We'll start with preferences that are completely private; no common value:

In [25]:

show(c=0.0)

10,000 examples with N = 25 actors, common value ratio c = 0.0
    Acceptors: 0.729 ± 0.063
    Proposers: 0.871 ± 0.035

The acceptors (the orange histogram) have a mean utility of 0.730 while the proposers (blue histogram) do much better with a mean of 0.870. Both sides do much better than the 0.5 average utility that they would average if we just used a random (non-stable) matching.

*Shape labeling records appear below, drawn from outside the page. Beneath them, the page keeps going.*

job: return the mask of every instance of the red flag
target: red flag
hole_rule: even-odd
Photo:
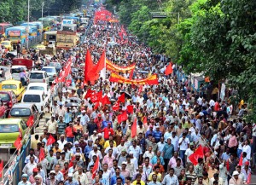
[[[3,160],[0,159],[0,178],[2,178],[2,173],[3,173]]]
[[[40,152],[39,152],[39,162],[44,160],[44,158],[45,158],[45,153],[44,153],[44,148],[41,147]]]
[[[120,102],[125,102],[125,93],[123,93],[119,98],[118,98],[118,101],[120,101]]]
[[[229,159],[227,159],[227,162],[226,162],[226,168],[227,168],[227,171],[230,171],[230,161],[229,161]]]
[[[241,153],[241,155],[240,155],[238,165],[242,166],[242,153]]]
[[[129,113],[133,113],[133,105],[127,106],[127,111]]]
[[[118,122],[119,124],[122,123],[123,121],[126,121],[128,119],[126,111],[125,111],[123,113],[118,115]]]
[[[143,124],[147,124],[147,122],[148,122],[148,119],[147,119],[147,117],[144,117],[143,118]]]
[[[133,124],[131,128],[131,138],[135,137],[137,135],[137,118],[135,118]]]
[[[68,168],[70,168],[70,167],[72,167],[72,166],[73,165],[73,161],[75,159],[76,159],[76,156],[73,155],[73,156],[72,157],[72,159],[71,159],[69,164],[68,164]]]
[[[66,81],[66,85],[67,86],[70,86],[71,85],[71,83],[72,83],[72,80],[71,79],[68,79]]]
[[[166,71],[165,71],[165,74],[166,75],[169,75],[172,73],[172,63],[170,62],[170,64],[167,66]]]
[[[87,84],[89,81],[90,81],[90,78],[89,76],[89,72],[94,67],[93,62],[91,61],[91,55],[90,53],[90,50],[87,50],[86,56],[85,56],[85,65],[84,65],[84,84]]]
[[[105,51],[103,51],[98,63],[94,67],[90,69],[89,76],[96,77],[96,78],[94,78],[94,80],[98,79],[99,72],[102,71],[105,67],[105,57],[106,57]]]
[[[248,175],[248,176],[247,176],[247,184],[250,184],[251,183],[251,179],[252,179],[252,172],[250,171],[249,172],[249,175]]]
[[[198,164],[198,159],[199,158],[204,158],[204,151],[201,145],[195,150],[194,153],[192,153],[189,159],[193,163],[194,165],[196,165]]]
[[[90,89],[89,89],[86,92],[86,95],[84,96],[84,99],[90,98],[91,94],[95,93],[95,90],[91,90]]]
[[[103,98],[102,98],[102,106],[105,106],[105,105],[108,105],[108,104],[111,104],[108,95],[105,95]]]
[[[49,136],[49,138],[48,138],[48,140],[47,140],[46,146],[51,145],[51,144],[53,144],[55,142],[55,139],[50,134]]]
[[[131,69],[131,72],[130,72],[129,79],[132,79],[132,77],[133,77],[133,72],[134,72],[134,68]]]
[[[100,163],[100,158],[99,158],[99,156],[97,156],[97,159],[95,162],[93,169],[92,169],[92,176],[91,176],[92,179],[94,179],[95,176],[96,176],[96,171],[97,171],[97,170],[99,168],[99,163]]]
[[[119,105],[119,101],[116,101],[115,104],[113,105],[112,109],[113,109],[113,111],[117,111],[117,110],[119,109],[119,106],[120,106],[120,105]]]
[[[100,107],[100,102],[97,101],[94,106],[94,110],[96,110]]]
[[[21,146],[22,146],[22,144],[21,144],[21,137],[20,137],[20,136],[18,136],[16,141],[15,141],[15,143],[14,143],[14,146],[16,147],[17,150],[20,150],[20,147],[21,147]]]
[[[26,125],[28,127],[32,127],[34,124],[34,116],[31,115],[26,121]]]
[[[140,85],[137,94],[140,95],[143,92],[143,86]]]

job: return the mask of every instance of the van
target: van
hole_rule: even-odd
[[[35,104],[39,113],[43,113],[47,103],[46,101],[44,91],[26,90],[23,95],[21,102]]]
[[[12,66],[11,68],[12,79],[20,80],[20,73],[24,70],[26,71],[26,72],[27,72],[26,66]]]

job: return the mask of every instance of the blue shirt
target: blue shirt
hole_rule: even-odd
[[[120,175],[120,177],[122,178],[122,183],[124,184],[125,183],[125,177],[122,175]],[[114,175],[111,177],[110,185],[116,184],[116,178],[117,178],[116,175]]]
[[[154,131],[153,131],[153,130],[152,130],[152,131],[148,130],[148,131],[146,132],[146,135],[145,135],[146,138],[148,137],[148,135],[149,135],[149,134],[151,134],[153,137],[154,137],[154,136],[155,136],[155,132],[154,132]]]
[[[90,147],[89,145],[87,145],[87,146],[85,147],[84,153],[85,153],[85,157],[86,157],[86,158],[88,158],[89,153],[90,153],[91,150],[93,150],[93,147],[92,147],[92,146]]]
[[[154,131],[154,138],[155,138],[156,142],[159,142],[160,141],[161,136],[162,136],[162,132]]]
[[[155,165],[156,162],[157,162],[157,159],[158,159],[158,157],[157,157],[156,155],[154,155],[154,156],[151,159],[151,164],[152,164],[152,165]],[[161,163],[161,165],[165,165],[165,160],[164,160],[163,157],[160,156],[160,163]]]
[[[69,182],[69,181],[66,181],[64,184],[65,185],[79,185],[79,182],[73,180],[71,182]]]
[[[164,159],[171,159],[172,157],[173,151],[174,151],[173,145],[172,144],[168,145],[166,143],[163,149],[163,153],[165,153]]]
[[[102,129],[104,129],[105,127],[108,127],[108,123],[111,124],[111,128],[113,128],[112,121],[102,121]]]

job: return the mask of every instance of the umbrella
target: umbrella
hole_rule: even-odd
[[[6,54],[6,55],[5,55],[5,58],[9,58],[9,57],[10,57],[11,59],[13,59],[13,58],[15,58],[16,57],[16,55],[17,55],[17,52],[15,51],[13,51],[13,52],[8,52],[7,54]]]
[[[67,88],[68,90],[77,90],[77,89],[75,87],[73,87],[73,86],[70,86]]]
[[[79,107],[79,105],[78,103],[72,102],[72,103],[67,103],[65,107]]]
[[[123,93],[125,93],[125,98],[131,99],[131,95],[128,92],[120,91],[120,95],[122,95]]]
[[[79,71],[77,68],[72,68],[72,72],[79,72]]]
[[[71,101],[82,101],[80,98],[78,98],[78,97],[71,97],[71,98],[68,98],[68,100],[71,100]]]

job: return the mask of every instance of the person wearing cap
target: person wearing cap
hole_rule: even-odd
[[[55,114],[51,115],[51,119],[46,122],[45,126],[48,133],[51,134],[54,137],[56,137],[56,134],[58,133],[58,123],[55,120]]]
[[[67,137],[67,142],[73,143],[74,139],[74,129],[73,126],[73,122],[70,122],[69,126],[66,128],[65,134]]]
[[[245,177],[245,181],[246,182],[250,182],[250,180],[248,180],[250,174],[252,174],[252,170],[251,168],[249,168],[250,165],[250,162],[249,161],[246,161],[244,163],[244,166],[241,168],[241,173],[243,174],[244,177]],[[237,166],[238,167],[238,166]]]
[[[125,161],[123,161],[121,164],[121,169],[120,169],[120,174],[126,178],[127,176],[130,176],[130,171],[126,169],[127,163]]]
[[[79,185],[79,182],[73,178],[73,173],[67,174],[67,179],[65,181],[65,185]]]
[[[34,168],[32,171],[33,174],[31,175],[28,178],[28,181],[32,184],[36,182],[35,176],[38,174],[38,168]]]
[[[50,171],[49,176],[46,179],[45,185],[58,185],[58,181],[55,179],[55,171]]]
[[[98,133],[98,141],[99,141],[99,145],[101,146],[104,146],[105,144],[105,140],[102,138],[102,133]]]
[[[92,140],[93,143],[95,143],[96,139],[98,138],[97,131],[95,130],[93,134],[90,136],[90,139]]]
[[[66,113],[65,108],[63,108],[63,104],[61,102],[59,103],[59,107],[57,107],[57,110],[55,112],[55,114],[58,114],[59,116],[64,117]]]
[[[113,136],[113,130],[111,128],[111,123],[108,123],[108,127],[105,127],[102,130],[102,133],[104,135],[105,141],[109,139],[110,135]]]
[[[33,174],[33,169],[37,168],[37,163],[34,161],[33,156],[30,157],[30,161],[24,166],[22,172],[27,174],[28,176]]]
[[[232,178],[230,178],[229,184],[233,184],[233,185],[244,184],[242,179],[239,178],[239,172],[237,171],[233,171]]]
[[[186,159],[186,163],[191,163],[189,159],[189,156],[194,153],[194,143],[190,142],[189,143],[189,147],[186,149],[185,152],[185,159]]]
[[[89,159],[89,162],[90,160],[92,160],[92,157],[96,155],[96,156],[98,156],[100,158],[100,160],[102,161],[102,153],[101,151],[98,150],[98,146],[94,144],[93,145],[93,150],[91,150],[90,153],[89,153],[89,156],[88,156],[88,159]]]
[[[81,113],[82,113],[82,115],[81,115],[81,118],[80,118],[80,123],[83,126],[84,133],[86,133],[87,132],[87,125],[88,125],[88,123],[90,122],[90,118],[87,115],[85,110],[82,110]]]
[[[83,167],[79,166],[79,170],[73,174],[73,179],[78,181],[79,184],[88,184],[88,178],[85,173],[83,173]]]

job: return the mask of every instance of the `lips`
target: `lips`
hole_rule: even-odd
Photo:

It is clear that proposers do much better than acceptors. That suggests that the stable_matching algorithm is very unfair. But before drawing that conclusion, let's consider preferences with a 50/50 mix of private/common value. We'll do that for two different population sizes, 25 and 50:

In [26]:

show(c=0.5, N=25)

10,000 examples with N = 25 actors, common value ratio c = 0.5
    Acceptors: 0.621 ± 0.021
    Proposers: 0.638 ± 0.019

In [27]:

show(c=0.5, N=50)

10,000 examples with N = 50 actors, common value ratio c = 0.5
    Acceptors: 0.647 ± 0.013
    Proposers: 0.661 ± 0.012

We see that the gap between proposer and acceptor has been greatly reduced (but not eliminated). With more actors, the variance is smaller (the histogram is not as wide).

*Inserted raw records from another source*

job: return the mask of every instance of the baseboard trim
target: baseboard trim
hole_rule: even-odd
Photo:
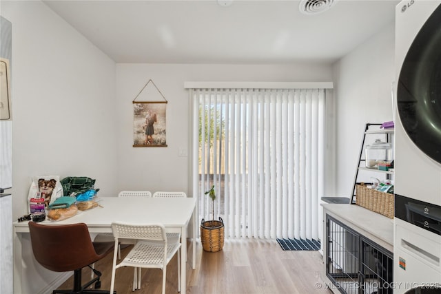
[[[61,286],[63,283],[64,283],[66,281],[66,280],[72,277],[73,274],[74,274],[73,271],[63,273],[62,274],[59,275],[55,280],[54,280],[51,283],[49,283],[48,284],[46,285],[45,287],[44,287],[43,289],[39,291],[38,294],[52,293],[54,289],[56,289],[59,288],[60,286]]]

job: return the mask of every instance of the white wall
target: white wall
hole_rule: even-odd
[[[391,23],[334,65],[336,194],[351,197],[365,125],[393,119],[394,25]]]
[[[33,176],[90,176],[115,193],[114,63],[40,1],[1,1],[1,12],[12,23],[13,218],[28,211]],[[21,293],[50,290],[57,275],[23,242]]]
[[[3,1],[12,23],[14,216],[31,178],[96,179],[114,193],[115,63],[40,1]]]
[[[132,101],[149,79],[154,82],[168,101],[166,148],[132,147]],[[188,150],[190,136],[189,93],[183,87],[185,81],[329,81],[331,70],[328,65],[311,63],[119,64],[116,81],[119,189],[188,192],[189,158],[178,156],[179,148]],[[162,100],[158,96],[154,101]],[[145,98],[147,100],[150,97]],[[136,99],[139,101],[142,100]]]

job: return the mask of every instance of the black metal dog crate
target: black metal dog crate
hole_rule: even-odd
[[[393,255],[331,216],[326,216],[326,275],[347,294],[393,292]]]

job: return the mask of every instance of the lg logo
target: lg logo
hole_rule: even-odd
[[[411,7],[415,3],[415,0],[411,0],[410,2],[408,2],[407,4],[404,4],[403,7],[401,8],[401,12],[404,12],[407,8]]]

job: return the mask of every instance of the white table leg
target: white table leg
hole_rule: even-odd
[[[181,244],[181,293],[185,294],[187,290],[187,227],[182,227]]]
[[[198,222],[196,220],[196,209],[193,210],[193,269],[196,269],[196,236]]]
[[[22,233],[17,233],[14,228],[14,293],[21,293],[21,275],[23,270]]]

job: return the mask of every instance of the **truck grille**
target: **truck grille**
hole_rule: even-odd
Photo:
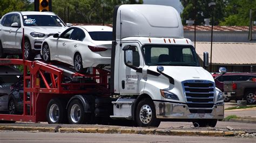
[[[214,100],[214,82],[204,80],[190,80],[183,82],[183,84],[190,109],[212,108]],[[194,110],[192,112],[194,112]]]

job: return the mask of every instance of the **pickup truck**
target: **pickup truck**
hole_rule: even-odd
[[[246,100],[247,104],[256,103],[256,78],[245,81],[225,81],[224,96],[231,99]]]

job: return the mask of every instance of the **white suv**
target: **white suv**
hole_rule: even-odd
[[[24,58],[32,60],[40,53],[43,41],[68,27],[50,12],[12,12],[4,15],[0,24],[0,58],[6,55],[22,55],[22,33],[24,28]]]

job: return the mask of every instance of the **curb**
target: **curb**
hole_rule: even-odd
[[[47,132],[78,132],[90,133],[125,133],[140,134],[156,134],[165,135],[204,135],[204,136],[235,136],[239,134],[245,134],[241,131],[185,131],[164,129],[132,129],[111,128],[59,128],[43,127],[21,127],[0,126],[0,130],[36,131]]]
[[[228,121],[256,124],[256,120],[248,119],[231,118],[228,120]]]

What happens with 90% common value? How aboout 99%?

In [28]:

show(c=0.9)

10,000 examples with N = 25 actors, common value ratio c = 0.9
    Acceptors: 0.509 ± 0.005
    Proposers: 0.510 ± 0.005

In [29]:

show(c=0.99)

10,000 examples with N = 25 actors, common value ratio c = 0.99
    Acceptors: 0.500 ± 0.001
    Proposers: 0.500 ± 0.001

We see that there is very little difference between the two sides. So the conclusion is: when there is a lot of common value, the Gale-Shapley Matching Algorithm is almost fair: the proposers have an advantage, but it is minimal. So it is probably okay to use the algorithm for matching medical residents, because there is a lot of common value in the perception of the quality of hospitals, and likewise for the quality of students.

But when there is mostly private value, the algorithm is unfair, favoring the proposers over the acceptors.